Querying an Array of Strings for the 1st, 2nd and 3rd Element


(Martin Wright) #1

Hello elastic community,

I have an Array of Strings from a spam filter log;

spam_rules": [
   "KNOWN_SPAM_CONTENT",
   "KNOWN_SPAM_ZIPSIG",
   "KNOWN_SPAM_ZIPSIG_EXT",
   "RDNS_SUSP_SPAM",
   "ZIP_ATTACHED_WSF",
   "RDNS_SUSP_ZIP_ATTACHED",
   "INVOICE_ATTACHMENT",
   "HTML_00_01",
   "HTML_00_10",
   "ARCHIVE_ATTACHED",
   "BODYTEXTP_SIZE_3000_LESS",
   "FROM_SAME_AS_TO_DOMAIN",
   "NO_REAL_NAME",
   "NO_URI_HTTPS",
   "RDNS_GENERIC_POOLED",
   "RDNS_SUSP",
   "RDNS_SUSP_GENERIC",
   "ZIP_ATTACHED"
]

In this example "KNOWN_SPAM_CONTENT" has more weight than "KNOWN_SPAM_ZIPSIG", and so on down the array with the last value having the least weight.

I would like to be able to query the first, second and third values and visualize each individually to see what spam rule was see the most within the first, second and third element.

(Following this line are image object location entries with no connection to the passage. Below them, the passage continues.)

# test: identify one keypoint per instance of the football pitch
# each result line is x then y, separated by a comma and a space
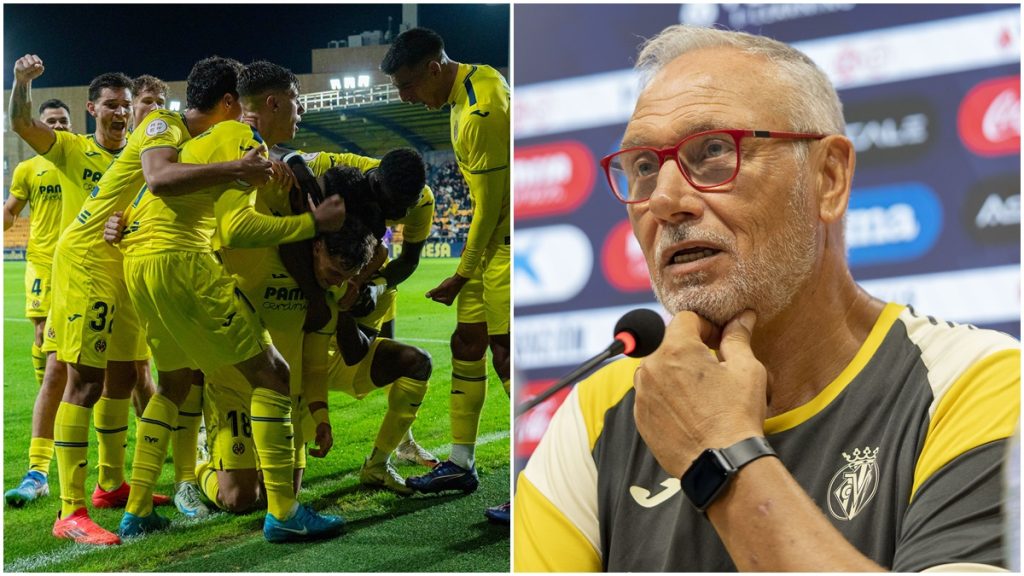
384, 533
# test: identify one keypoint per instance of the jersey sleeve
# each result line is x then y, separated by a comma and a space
416, 224
239, 224
20, 180
556, 499
486, 174
64, 147
160, 132
954, 515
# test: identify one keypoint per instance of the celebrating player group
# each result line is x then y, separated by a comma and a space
255, 278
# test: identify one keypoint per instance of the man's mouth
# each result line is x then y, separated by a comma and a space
692, 254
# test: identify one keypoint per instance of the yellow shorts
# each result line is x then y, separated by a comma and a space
486, 297
387, 304
196, 315
86, 303
226, 401
353, 380
37, 290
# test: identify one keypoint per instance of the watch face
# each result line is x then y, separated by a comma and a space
706, 479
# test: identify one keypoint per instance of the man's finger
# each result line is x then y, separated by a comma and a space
736, 336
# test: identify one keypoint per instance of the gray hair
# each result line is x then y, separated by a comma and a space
813, 105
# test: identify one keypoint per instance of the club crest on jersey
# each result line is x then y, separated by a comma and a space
854, 485
156, 127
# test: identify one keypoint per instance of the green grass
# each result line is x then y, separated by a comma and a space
385, 533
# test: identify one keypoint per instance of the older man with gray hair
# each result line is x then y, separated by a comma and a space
790, 420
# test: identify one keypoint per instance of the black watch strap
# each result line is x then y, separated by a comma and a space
745, 451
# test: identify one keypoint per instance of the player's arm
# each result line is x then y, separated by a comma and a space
11, 208
398, 270
35, 133
166, 176
242, 227
314, 372
19, 191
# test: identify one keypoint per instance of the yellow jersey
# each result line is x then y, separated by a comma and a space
119, 186
41, 184
192, 222
480, 130
82, 161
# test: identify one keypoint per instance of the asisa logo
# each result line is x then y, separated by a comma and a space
892, 223
989, 118
623, 261
552, 178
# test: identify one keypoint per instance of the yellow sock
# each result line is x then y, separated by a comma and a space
271, 421
153, 436
469, 386
40, 454
402, 402
38, 363
186, 436
111, 418
71, 443
209, 483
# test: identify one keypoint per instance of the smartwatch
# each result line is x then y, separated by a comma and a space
712, 470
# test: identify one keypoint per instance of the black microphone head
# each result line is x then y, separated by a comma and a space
646, 327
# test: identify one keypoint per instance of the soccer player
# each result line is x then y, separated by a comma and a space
84, 160
197, 316
231, 478
478, 95
150, 93
90, 294
38, 183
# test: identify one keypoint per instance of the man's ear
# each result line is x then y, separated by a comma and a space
836, 162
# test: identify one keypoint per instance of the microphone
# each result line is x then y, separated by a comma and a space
638, 333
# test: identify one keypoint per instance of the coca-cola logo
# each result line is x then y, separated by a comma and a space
552, 178
530, 426
989, 118
623, 261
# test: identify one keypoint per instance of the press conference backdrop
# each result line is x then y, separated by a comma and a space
932, 101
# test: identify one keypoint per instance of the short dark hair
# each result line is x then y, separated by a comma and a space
411, 48
209, 80
403, 174
113, 80
52, 103
262, 76
146, 83
355, 241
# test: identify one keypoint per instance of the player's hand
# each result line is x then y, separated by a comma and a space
446, 291
330, 215
282, 175
254, 168
689, 400
114, 230
28, 68
324, 441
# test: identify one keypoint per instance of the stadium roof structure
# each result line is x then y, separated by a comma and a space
369, 121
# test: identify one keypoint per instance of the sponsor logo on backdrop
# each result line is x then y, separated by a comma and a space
741, 15
530, 426
623, 261
893, 130
552, 178
992, 211
552, 263
892, 223
989, 117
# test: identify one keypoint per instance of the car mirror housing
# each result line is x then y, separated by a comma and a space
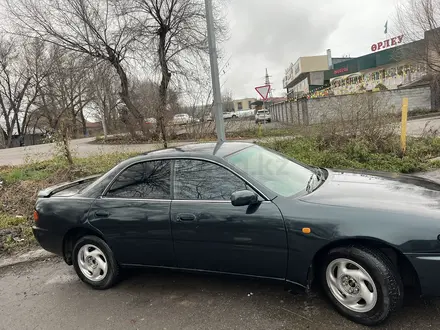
243, 198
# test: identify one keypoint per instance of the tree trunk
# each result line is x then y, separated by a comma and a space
125, 95
66, 149
163, 88
104, 118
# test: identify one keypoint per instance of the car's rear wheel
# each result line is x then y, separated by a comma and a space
362, 283
95, 263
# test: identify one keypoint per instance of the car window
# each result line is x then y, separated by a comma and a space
279, 174
149, 180
200, 180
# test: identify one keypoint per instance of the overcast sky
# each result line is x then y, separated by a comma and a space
273, 33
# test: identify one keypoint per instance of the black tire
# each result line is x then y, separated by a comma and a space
113, 269
384, 274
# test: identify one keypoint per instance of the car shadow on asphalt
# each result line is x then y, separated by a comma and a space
286, 300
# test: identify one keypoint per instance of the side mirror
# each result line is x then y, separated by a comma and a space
243, 198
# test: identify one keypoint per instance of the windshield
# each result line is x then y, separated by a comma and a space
279, 174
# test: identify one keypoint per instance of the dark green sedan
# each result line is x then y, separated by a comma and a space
237, 208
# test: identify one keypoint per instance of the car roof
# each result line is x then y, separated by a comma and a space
208, 150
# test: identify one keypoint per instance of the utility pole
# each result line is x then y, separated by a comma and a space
218, 106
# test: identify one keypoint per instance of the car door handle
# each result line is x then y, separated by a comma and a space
102, 214
185, 217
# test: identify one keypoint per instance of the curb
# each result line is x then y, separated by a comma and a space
27, 257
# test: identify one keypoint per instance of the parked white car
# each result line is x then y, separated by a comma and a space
229, 115
245, 113
263, 116
181, 119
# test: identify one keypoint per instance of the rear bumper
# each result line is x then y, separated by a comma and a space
48, 240
427, 267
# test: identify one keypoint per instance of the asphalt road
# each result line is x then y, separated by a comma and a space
48, 295
82, 147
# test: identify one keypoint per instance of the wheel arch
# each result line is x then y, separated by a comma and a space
72, 236
406, 270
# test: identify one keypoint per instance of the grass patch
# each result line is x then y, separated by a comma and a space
7, 221
361, 154
57, 169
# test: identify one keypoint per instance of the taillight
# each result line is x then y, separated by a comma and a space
36, 216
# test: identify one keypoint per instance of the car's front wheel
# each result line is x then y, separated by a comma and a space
362, 283
95, 263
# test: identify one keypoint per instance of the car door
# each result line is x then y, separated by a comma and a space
210, 234
134, 215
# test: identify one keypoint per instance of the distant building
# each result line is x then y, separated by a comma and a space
393, 64
309, 73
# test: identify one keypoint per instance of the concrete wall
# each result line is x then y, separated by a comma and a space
333, 108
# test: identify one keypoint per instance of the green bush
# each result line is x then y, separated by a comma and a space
357, 153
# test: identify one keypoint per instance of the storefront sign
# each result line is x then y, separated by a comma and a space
387, 43
341, 70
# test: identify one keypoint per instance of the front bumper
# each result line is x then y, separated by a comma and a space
427, 267
48, 240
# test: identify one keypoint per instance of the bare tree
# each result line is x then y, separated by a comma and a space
100, 29
65, 92
21, 72
177, 29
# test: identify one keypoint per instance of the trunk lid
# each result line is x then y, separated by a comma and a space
67, 189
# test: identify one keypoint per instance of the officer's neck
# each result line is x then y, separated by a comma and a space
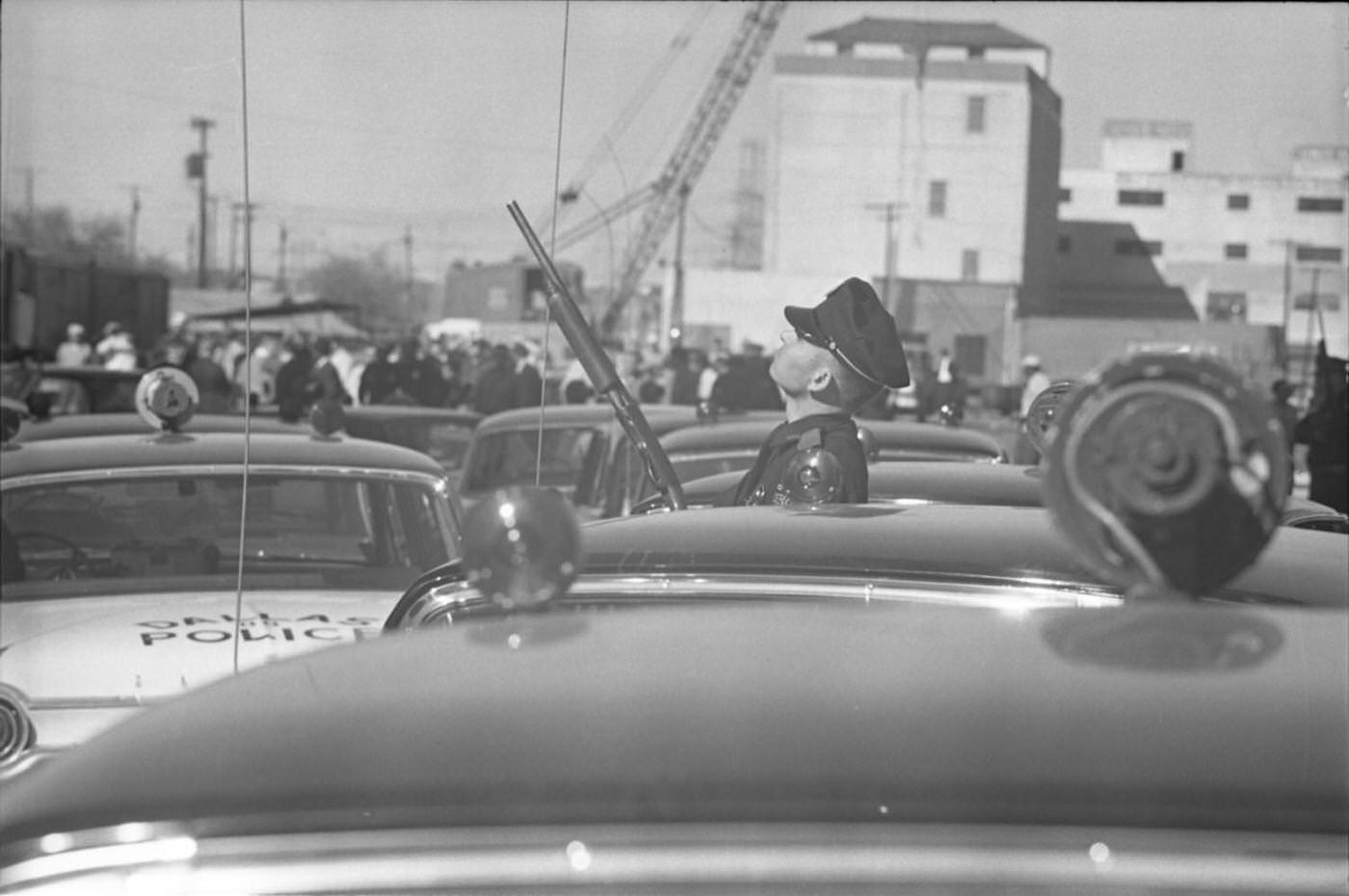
807, 405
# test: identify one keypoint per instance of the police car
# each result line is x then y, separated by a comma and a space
1068, 707
137, 567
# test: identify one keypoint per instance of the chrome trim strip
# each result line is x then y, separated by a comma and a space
1016, 595
222, 470
364, 861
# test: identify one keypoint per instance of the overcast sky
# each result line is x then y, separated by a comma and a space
367, 117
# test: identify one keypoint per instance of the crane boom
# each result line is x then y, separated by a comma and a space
697, 145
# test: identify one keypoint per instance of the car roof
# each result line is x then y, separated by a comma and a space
1115, 717
467, 418
889, 435
131, 423
920, 481
943, 482
94, 454
661, 417
954, 541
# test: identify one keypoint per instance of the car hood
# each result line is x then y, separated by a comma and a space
112, 650
1171, 716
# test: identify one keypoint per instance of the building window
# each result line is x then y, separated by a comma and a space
1137, 248
937, 198
1318, 254
1227, 306
970, 265
968, 354
1142, 198
1325, 302
974, 115
1321, 204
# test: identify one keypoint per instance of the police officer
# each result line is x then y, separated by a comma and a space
836, 357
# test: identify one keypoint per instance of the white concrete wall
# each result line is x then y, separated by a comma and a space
1196, 223
752, 302
840, 142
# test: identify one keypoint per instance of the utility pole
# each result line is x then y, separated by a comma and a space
408, 266
1288, 249
892, 216
233, 239
135, 219
213, 234
198, 169
280, 263
30, 175
677, 299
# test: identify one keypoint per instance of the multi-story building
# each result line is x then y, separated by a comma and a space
923, 155
1150, 228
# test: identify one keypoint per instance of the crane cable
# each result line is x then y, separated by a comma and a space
640, 97
548, 323
243, 490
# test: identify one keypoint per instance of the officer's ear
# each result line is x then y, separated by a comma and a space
820, 380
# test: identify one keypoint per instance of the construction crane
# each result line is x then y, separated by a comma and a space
665, 196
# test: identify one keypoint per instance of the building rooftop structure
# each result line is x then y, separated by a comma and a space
917, 36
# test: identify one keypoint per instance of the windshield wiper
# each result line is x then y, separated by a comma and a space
600, 370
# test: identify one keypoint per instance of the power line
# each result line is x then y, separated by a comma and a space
229, 114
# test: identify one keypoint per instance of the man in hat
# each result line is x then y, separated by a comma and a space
833, 360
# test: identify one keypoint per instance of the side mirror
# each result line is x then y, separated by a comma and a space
1167, 472
1045, 410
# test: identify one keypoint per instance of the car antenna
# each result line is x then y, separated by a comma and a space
243, 488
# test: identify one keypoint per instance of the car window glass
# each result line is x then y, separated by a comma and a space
447, 443
137, 529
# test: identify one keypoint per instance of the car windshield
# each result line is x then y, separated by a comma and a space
510, 458
141, 533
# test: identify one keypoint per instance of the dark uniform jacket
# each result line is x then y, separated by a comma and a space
766, 479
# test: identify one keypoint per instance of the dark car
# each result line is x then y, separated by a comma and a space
919, 482
731, 447
442, 434
130, 424
53, 390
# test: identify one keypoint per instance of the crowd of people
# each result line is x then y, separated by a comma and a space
293, 373
296, 371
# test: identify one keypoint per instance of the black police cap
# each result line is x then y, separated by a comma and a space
854, 326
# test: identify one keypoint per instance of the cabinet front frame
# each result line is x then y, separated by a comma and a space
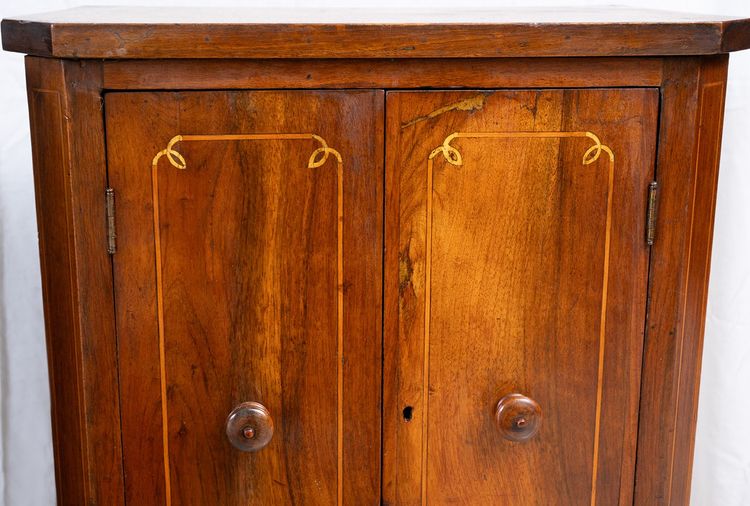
81, 337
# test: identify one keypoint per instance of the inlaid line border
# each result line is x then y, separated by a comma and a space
453, 156
318, 158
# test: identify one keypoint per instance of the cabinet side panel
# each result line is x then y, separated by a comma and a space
687, 171
70, 176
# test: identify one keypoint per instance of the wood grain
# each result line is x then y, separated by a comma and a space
70, 179
687, 171
518, 256
380, 73
145, 33
248, 255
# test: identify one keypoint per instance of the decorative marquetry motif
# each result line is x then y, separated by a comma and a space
317, 159
453, 156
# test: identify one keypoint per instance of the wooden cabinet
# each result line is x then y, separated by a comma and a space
523, 269
248, 270
360, 261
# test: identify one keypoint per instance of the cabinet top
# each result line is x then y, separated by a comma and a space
177, 32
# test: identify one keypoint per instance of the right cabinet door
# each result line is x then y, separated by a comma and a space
516, 279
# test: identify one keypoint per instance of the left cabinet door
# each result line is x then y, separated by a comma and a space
248, 269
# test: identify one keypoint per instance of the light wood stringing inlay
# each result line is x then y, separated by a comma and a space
318, 158
453, 156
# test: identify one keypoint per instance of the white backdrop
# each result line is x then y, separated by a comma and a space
721, 475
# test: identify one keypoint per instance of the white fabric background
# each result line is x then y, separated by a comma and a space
722, 462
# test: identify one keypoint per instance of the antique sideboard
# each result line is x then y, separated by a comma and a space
365, 257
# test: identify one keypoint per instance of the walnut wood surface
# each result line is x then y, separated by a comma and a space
176, 32
68, 137
687, 171
249, 258
379, 73
67, 134
515, 279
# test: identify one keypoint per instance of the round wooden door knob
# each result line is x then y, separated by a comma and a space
518, 417
249, 427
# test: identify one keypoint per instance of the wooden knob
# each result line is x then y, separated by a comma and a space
518, 417
249, 427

Upon reading the documentation I saw that multivalue field arrays are "a bag of values".
"However, arrays are indexed—made searchable—as multivalue fields, which are unordered. At search time, you can’t refer to “the first element” or “the last element.” Rather, think of an array as a bag of values."
https://www.elastic.co/guide/en/elasticsearch/guide/master/complex-core-fields.html

I have the created the flowing mapping for spam_rules

>   "type": "text",
>   "index_options": "positions",
>   "fields": {
>     "keyword": {
>       "type": "keyword"

I had considered trying to create three new fields called spam_rule1, spam_rule2, and spam_rule3 within logstash. This would be pretty simple to accomplish however I would rather pull the data from the array if possible.

I am pretty sure I need to write a painless script to visualize this data. However, I'd like to know if this is ultimately possible.

Logstash, Elasticsearch, Kibana are running version 5.1.2-1

Any suggestions or tips would be awesome!


(system) #2

This topic was automatically closed 28 days after the last reply. New replies are no longer allowed.